Ł: Ponieważ to wzajemne motywowanie się, możliwość konsultacji z kimś i poznanie spojrzenia innych ludzi. Szansa na dyskusję z kimś, kto jest zainteresowany tym samym tematem. To są takie największe zalety tego wspólnego rozwoju, bo to czytanie to jest projekt, który ma nam dać przestrzeń do poszerzania swoich kompetencji. My możemy to oczywiście robić na własną rękę, ale plusem tych spotkań względem takiego rozwoju samodzielnego jest to, że są też inni ludzie.
A: Dla tych, którzy wahają się dołączyć, zdecydowanie polecam uczestnictwo w spotkaniach czytelniczych - jest to nie tylko okazja do zgłębiania wiedzy, ale także do budowania wartościowych relacji i zwiększenia motywacji zawodowej.
Sz: Korzyści, jakie widzę w tych spotkaniach to ugruntowanie zdobytej wiedzy, a także możliwość zapytania innych o kwestie, których się nie zrozumiało w przerabianych materiałach. Jest to też okazja do "wyrównywania" wiedzy, bo każdy uczestnik ma inny jej zasób i mogę się dowiedzieć czegoś nowego.
S: Merce daje możliwość rozwijania się w różny sposób.

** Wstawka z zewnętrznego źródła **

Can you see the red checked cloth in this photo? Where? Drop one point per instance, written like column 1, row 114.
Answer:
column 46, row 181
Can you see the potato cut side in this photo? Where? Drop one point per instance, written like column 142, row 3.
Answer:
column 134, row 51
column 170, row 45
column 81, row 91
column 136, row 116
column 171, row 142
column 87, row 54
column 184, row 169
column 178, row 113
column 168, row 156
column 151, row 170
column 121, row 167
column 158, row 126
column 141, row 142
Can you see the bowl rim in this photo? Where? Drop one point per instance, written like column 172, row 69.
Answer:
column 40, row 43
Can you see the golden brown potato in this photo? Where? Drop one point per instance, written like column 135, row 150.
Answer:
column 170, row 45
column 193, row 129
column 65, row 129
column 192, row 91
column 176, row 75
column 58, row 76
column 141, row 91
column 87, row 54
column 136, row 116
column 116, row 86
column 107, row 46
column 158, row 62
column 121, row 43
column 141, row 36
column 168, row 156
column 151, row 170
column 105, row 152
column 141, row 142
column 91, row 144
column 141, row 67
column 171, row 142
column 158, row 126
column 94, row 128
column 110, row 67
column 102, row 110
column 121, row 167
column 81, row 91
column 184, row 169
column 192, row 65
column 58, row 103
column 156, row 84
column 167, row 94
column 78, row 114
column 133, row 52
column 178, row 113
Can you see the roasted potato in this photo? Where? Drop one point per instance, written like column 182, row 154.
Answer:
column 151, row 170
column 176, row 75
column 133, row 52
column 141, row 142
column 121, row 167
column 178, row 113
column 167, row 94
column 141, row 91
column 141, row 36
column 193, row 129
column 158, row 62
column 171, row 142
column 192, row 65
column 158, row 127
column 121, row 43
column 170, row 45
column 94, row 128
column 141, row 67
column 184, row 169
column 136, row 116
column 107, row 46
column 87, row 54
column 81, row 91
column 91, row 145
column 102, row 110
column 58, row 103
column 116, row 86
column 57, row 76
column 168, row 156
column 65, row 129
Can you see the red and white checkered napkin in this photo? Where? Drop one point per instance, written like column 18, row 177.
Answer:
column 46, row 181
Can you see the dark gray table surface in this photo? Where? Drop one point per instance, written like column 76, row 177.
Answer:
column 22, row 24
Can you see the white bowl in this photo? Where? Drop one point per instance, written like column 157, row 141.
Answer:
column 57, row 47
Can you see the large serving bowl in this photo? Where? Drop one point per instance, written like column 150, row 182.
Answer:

Bardzo podoba mi się pomysł budżetu firmowego przeznaczonego na rozwój osobisty. Nie jest to jednak jedyny sposób, żeby się rozwijać, ponieważ alternatywą jest właśnie Reading. Osoby, które chcą zrozumieć coś, co dla nich jest trudne w danej chwili mogą skorzystać z tego rozwiązania. Jeśli ktoś się waha, to powinien sprawdzić, jak wygląda spotkanie i czy ta forma przekazywania wiedzy im odpowiada.